It is sometimes said that Ireland did not undergo the same upheavals as the Church in Britain and America in the wake of Vatican II, and that this is Ireland’s first true moment of dissent from traditional Catholicism.
But Steen disagrees. Ireland is full of ageing clergy who embraced the spirit of Vatican II and ceased to catechise their flock, she argues. However indirectly, their failure to properly form the country’s faithful has resulted in the current Irish embrace of the materialist individualism that has all of Western Europe in its grip. The young people celebrating the Yes vote may have thought that they were throwing over the old Catholic order once and for all, but they were dancing around the pyre of a mere caricature, of a Catholicism that may have existed in the first half of the 20th century but which has long since disappeared.

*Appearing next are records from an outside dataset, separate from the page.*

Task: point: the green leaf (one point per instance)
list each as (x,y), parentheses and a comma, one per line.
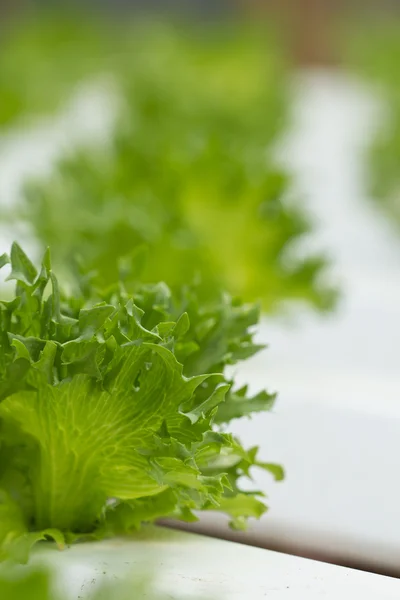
(97,407)
(21,267)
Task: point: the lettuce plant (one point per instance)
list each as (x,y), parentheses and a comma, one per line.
(114,405)
(187,177)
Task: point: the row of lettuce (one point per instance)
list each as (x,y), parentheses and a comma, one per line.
(116,392)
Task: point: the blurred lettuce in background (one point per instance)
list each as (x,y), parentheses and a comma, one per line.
(372,50)
(187,182)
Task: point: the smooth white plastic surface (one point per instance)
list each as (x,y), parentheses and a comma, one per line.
(189,566)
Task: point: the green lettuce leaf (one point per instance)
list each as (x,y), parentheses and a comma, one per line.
(107,420)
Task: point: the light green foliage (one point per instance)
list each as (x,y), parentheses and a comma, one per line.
(187,181)
(43,55)
(111,408)
(373,51)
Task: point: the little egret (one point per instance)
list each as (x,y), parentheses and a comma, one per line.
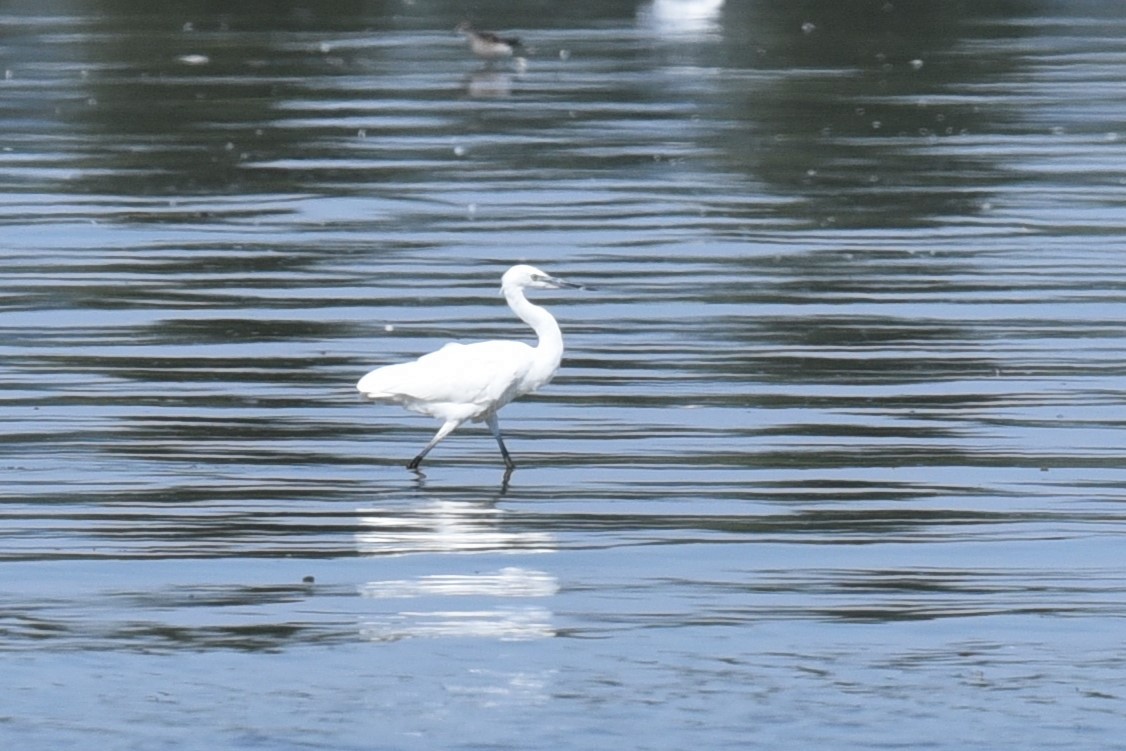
(472,382)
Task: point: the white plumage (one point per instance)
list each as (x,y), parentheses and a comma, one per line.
(472,382)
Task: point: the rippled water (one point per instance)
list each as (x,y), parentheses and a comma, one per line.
(834,457)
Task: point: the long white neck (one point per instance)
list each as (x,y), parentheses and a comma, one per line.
(550,349)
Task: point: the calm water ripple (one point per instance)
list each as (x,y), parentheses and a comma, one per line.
(836,455)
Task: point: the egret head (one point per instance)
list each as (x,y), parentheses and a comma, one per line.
(523,276)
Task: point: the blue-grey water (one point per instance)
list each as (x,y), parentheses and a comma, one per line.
(837,456)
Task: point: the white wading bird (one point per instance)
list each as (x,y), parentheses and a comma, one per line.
(472,382)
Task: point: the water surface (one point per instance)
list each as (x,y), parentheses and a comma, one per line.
(834,456)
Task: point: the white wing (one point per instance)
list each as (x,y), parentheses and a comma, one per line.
(456,382)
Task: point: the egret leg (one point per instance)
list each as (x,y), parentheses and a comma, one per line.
(443,431)
(494,427)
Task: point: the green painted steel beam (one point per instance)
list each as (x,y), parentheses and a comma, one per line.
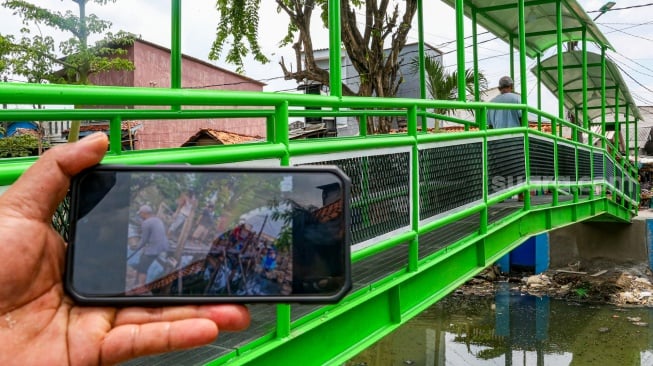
(337,333)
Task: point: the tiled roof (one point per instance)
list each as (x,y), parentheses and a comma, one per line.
(224,137)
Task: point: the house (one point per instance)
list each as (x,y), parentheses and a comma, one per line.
(409,88)
(152,70)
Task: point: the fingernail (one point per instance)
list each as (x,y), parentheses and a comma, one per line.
(94,136)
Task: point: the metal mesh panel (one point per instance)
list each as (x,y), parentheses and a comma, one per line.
(440,238)
(598,165)
(627,186)
(609,170)
(584,165)
(541,159)
(618,180)
(566,163)
(380,195)
(506,167)
(450,177)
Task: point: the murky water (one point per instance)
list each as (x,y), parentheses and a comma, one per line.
(511,329)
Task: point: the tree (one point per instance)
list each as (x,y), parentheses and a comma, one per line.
(19,146)
(37,58)
(443,85)
(373,47)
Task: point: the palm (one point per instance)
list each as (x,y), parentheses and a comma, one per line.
(38,323)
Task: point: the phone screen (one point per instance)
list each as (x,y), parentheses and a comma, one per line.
(154,232)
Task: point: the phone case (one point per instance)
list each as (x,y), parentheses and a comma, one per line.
(79,212)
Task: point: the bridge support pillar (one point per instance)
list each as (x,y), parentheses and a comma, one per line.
(532,254)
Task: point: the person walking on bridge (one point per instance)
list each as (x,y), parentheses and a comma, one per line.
(504,118)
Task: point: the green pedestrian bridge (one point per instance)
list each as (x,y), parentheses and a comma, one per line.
(429,209)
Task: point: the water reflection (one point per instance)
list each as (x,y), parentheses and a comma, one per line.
(512,329)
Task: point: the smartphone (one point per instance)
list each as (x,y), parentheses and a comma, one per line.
(156,235)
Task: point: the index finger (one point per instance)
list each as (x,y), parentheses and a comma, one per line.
(226,316)
(36,194)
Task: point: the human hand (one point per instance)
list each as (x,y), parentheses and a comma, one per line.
(39,324)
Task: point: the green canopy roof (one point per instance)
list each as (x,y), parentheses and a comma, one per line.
(573,83)
(500,18)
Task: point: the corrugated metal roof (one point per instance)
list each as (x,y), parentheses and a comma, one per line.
(573,83)
(500,18)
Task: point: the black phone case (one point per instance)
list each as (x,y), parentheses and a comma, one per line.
(189,300)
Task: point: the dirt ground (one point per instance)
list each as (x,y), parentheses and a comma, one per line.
(600,282)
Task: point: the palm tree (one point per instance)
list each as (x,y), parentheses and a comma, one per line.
(443,85)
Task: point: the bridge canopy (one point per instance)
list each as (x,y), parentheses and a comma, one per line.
(500,18)
(616,89)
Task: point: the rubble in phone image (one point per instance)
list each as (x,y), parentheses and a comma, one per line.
(251,257)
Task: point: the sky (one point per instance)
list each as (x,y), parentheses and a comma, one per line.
(629,30)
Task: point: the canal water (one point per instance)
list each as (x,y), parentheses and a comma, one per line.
(514,329)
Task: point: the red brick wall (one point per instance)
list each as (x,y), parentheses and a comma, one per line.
(152,69)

“This land can no longer be called a Catholic country,” Steen says, suggesting that this is an opportunity for the Irish Church to make a fresh start. “The priests and bishops need to rediscover their vital role in modern society. They need to draw on their apostolic heritage and first act to protect their flock. We are going to see more and more persecutions of Catholics and those who refuse to bow to the liberal orthodoxy and our shepherds need to defend their sheep.”
Steen is precise in her arguments, unshaken by opponents, and compassionate but clear-eyed. “These are dark times. For so long the child in the womb was invisible. But as science has provided us with ever clearer window into the womb and as we understand and see more of the development of the child there seems to be a corresponding push to make abortion free, legal and widespread. Why is that?”
Steen has four children to home-school, so will she now retreat from public life as her opponents wish? “33.6 per cent of voters wanted to retain the Eighth Amendment. That is comparable to the level of support for most popular political parties in this country. So there is hope and a lot of work to do and I won’t be standing down.”
Despite the grave setback last month, Steen remains buoyant. “Jesus didn’t rely on the many. He only needed the few.”